WKXM-FM
- Winfield, Alabama; United States;
- Frequency: 97.7 MHz
- Branding: Gold 97.7

Programming
- Format: Oldies
- Affiliations: ABC Radio

Ownership
- Owner: Ad-Media Management Corp.
- Sister stations: WKXM

History
- First air date: 1991
- Former call signs: WXZX (3-10/1990)

Technical information
- Licensing authority: FCC
- Facility ID: 435
- Class: A
- ERP: 3,900 watts
- HAAT: 123 meters (404 feet)
- Transmitter coordinates: 34°01′53″N 87°48′06″W﻿ / ﻿34.03139°N 87.80167°W

Links
- Public license information: Public file; LMS;

= WKXM-FM =

WKXM-FM (97.7 FM, "Gold 97.7") is a radio station licensed to serve Winfield, Alabama, United States.
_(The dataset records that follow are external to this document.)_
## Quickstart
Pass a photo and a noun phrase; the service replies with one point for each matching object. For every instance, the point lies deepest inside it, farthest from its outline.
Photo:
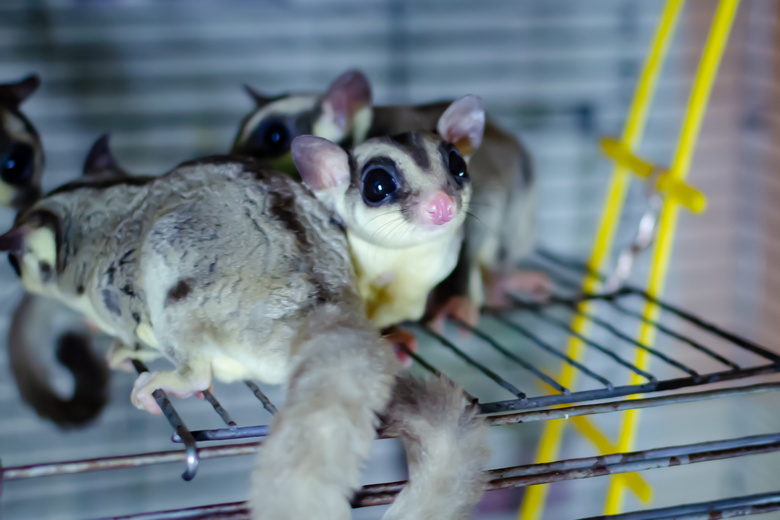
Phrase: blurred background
(165, 79)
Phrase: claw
(170, 382)
(402, 340)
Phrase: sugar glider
(21, 152)
(403, 200)
(234, 272)
(21, 165)
(501, 229)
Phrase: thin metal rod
(217, 408)
(468, 359)
(532, 416)
(190, 448)
(267, 404)
(379, 494)
(536, 340)
(698, 346)
(433, 370)
(514, 357)
(228, 434)
(578, 469)
(124, 461)
(233, 510)
(619, 391)
(727, 508)
(733, 338)
(710, 327)
(419, 359)
(566, 327)
(625, 337)
(628, 404)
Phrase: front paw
(142, 397)
(461, 308)
(533, 283)
(402, 342)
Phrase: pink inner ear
(321, 163)
(13, 240)
(463, 124)
(347, 95)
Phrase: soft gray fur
(238, 273)
(445, 445)
(256, 293)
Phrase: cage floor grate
(508, 364)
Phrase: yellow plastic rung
(670, 185)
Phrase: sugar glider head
(33, 247)
(21, 153)
(342, 112)
(398, 191)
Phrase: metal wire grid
(734, 358)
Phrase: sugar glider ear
(13, 241)
(14, 94)
(323, 165)
(260, 98)
(346, 97)
(100, 160)
(463, 124)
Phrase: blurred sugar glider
(403, 200)
(503, 205)
(21, 165)
(234, 272)
(21, 152)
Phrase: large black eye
(458, 167)
(16, 166)
(272, 138)
(378, 185)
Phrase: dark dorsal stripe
(414, 145)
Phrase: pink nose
(440, 208)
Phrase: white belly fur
(395, 283)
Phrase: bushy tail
(74, 351)
(340, 380)
(446, 449)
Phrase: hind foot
(401, 341)
(172, 383)
(534, 283)
(120, 356)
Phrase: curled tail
(446, 449)
(74, 351)
(340, 380)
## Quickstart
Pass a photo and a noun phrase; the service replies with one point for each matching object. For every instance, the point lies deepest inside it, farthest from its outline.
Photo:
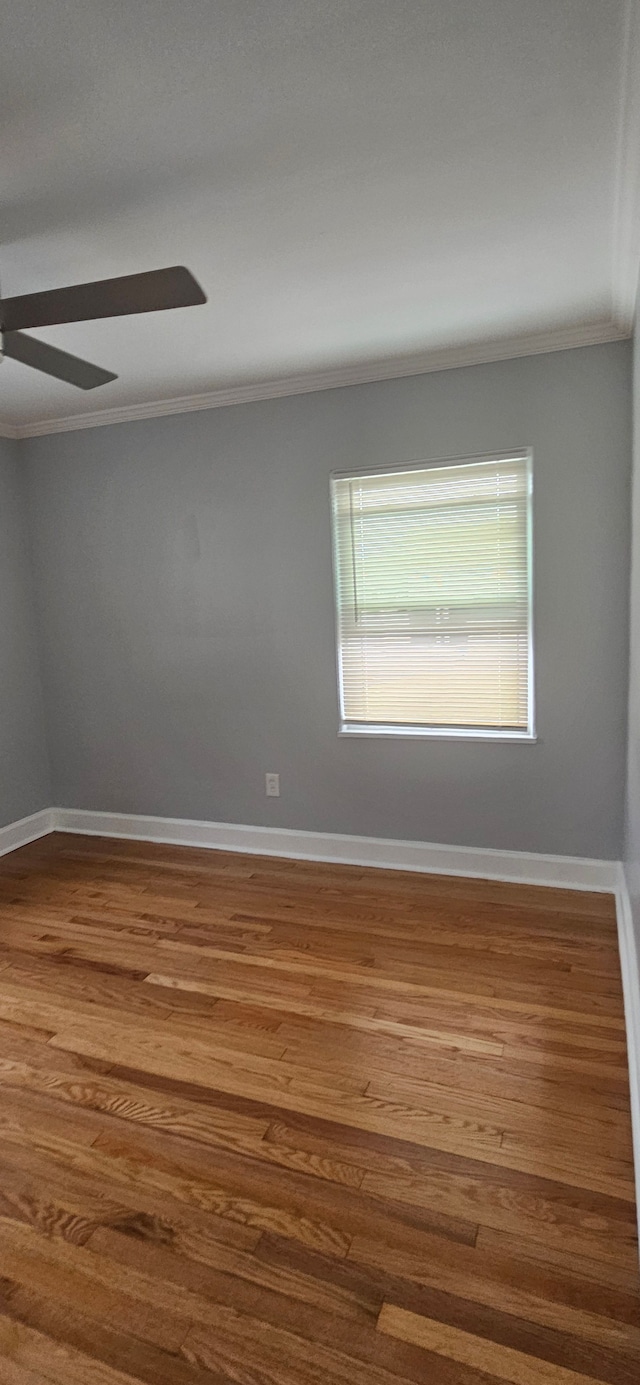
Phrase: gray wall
(184, 582)
(632, 844)
(24, 765)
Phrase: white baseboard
(520, 867)
(27, 830)
(630, 988)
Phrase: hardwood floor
(272, 1122)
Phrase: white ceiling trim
(626, 211)
(449, 358)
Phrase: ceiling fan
(147, 292)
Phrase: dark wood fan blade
(148, 292)
(54, 362)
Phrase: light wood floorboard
(270, 1122)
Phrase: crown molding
(10, 430)
(626, 205)
(449, 358)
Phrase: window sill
(446, 733)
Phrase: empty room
(319, 693)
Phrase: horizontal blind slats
(432, 596)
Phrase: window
(432, 590)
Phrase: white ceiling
(358, 184)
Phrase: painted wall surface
(24, 763)
(184, 581)
(632, 842)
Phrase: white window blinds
(432, 581)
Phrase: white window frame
(442, 733)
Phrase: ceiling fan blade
(148, 292)
(54, 362)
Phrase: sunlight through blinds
(432, 576)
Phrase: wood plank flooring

The station is owned by Ad-Media Management Corp.

WKXM-FM broadcasts an oldies music format which features programming from ABC Radio.

==History==
This station received its original construction permit for a new FM radio station broadcasting with 3,000 watts of effective radiated power at 105.9 MHz from the Federal Communications Commission on February 22, 1990. The new station was assigned the call letters WXZX by the FCC on March 20, 1990. While still under construction, the station changed callsigns on October 1, 1990, to the current WKXM-FM as a complement to their AM sister station now known as WKXM. WKXM-FM received its license to cover from the FCC on May 1, 1992.

WKXM was formerly located at 105.9 FM but, for technical reasons that involved other radio stations, a 2004 frequency change was required.